Although Stevens et al. [51] discuss inconsistencies in the definition of weight maintenance across studies, stating that percentage change in BMI is the same as percentage change in weight in adults because their height is stable—this is inaccurate as this is only true for within-person analyses. The regression methods deployed make both within- and between-person contrasts (Supplementary Section 3). It is thus incorrect to assume that examining BMI is equivalent to examining weight among individuals with stable height for most contexts and most analyses. Intriguingly, we demonstrated that when presented with two assessments of (stabilised) height (self-reported versus measured by the research team), it is possible to use either, but differences in causal effect estimates arose. This shows how measurement error and/or self-report bias was likely present for the self-reported measure.

It is worth emphasising that the same analytical challenges arise for all composite outcomes and issues arise if we use composite body size measures as exposures [52], since regression methods make both within- and between-person contrasts for the exposure as well as the outcome. In general, analysis of composite measures as either exposure or outcome (except for proxy measures of latent variables) runs the risk of estimating misleading estimates of causal effect. We should be wary of all composite measures and question the utility of new ones. For instance, Wu et al. [53] recently created a new anthropometric index—the body roundness index (BRI)—which seeks to capture the percentages of total and regional fat by merging height and waist circumference. The authors concluded that BRI trends as an exposure were linked to an increased probability of developing cardiovascular disease, particularly among adults who were younger.
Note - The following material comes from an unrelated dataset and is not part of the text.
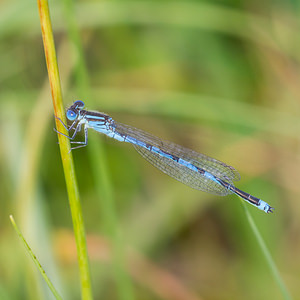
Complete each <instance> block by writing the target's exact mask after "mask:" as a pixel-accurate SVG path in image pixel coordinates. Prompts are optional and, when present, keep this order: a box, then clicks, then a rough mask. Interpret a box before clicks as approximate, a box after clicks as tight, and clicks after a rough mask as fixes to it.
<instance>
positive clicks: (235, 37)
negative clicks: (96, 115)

Similarly, Krakauer and Krakauer [54] created a body shape index (ABSI) based on waist circumference adjusted for height and weight to assess abdominal adiposity. They concluded that ABSI as an exposure is a ‘risk factor’ for early mortality. Unfortunately, model estimates derived using BRI or ABSI as exposures or outcomes suffer composite variable bias and any causal estimates will not be reliable.

Conclusion

Composite variables are commonly used in health research despite their interpretational challenges [1, 13, 29]. Although illustrated for body size outcomes used in obesity research, the issues raised here for composites as outcomes or exposures are applicable to all composites (e.g., GDP per capita, adverse childhood experiences, frailty index). BMI may be a useful indicator of health at the population level, but not at the individual level, and serves no reliable role in causal inquiry. Future studies aiming to estimate causal effects should avoid using composites as outcomes or exposures and instead use only non-derived variables. DAGs provide a useful strategy to identify and understand these issues [55, 56]. Thinking causally is essential to avoid erroneous conclusions and to meaningfully inform policy.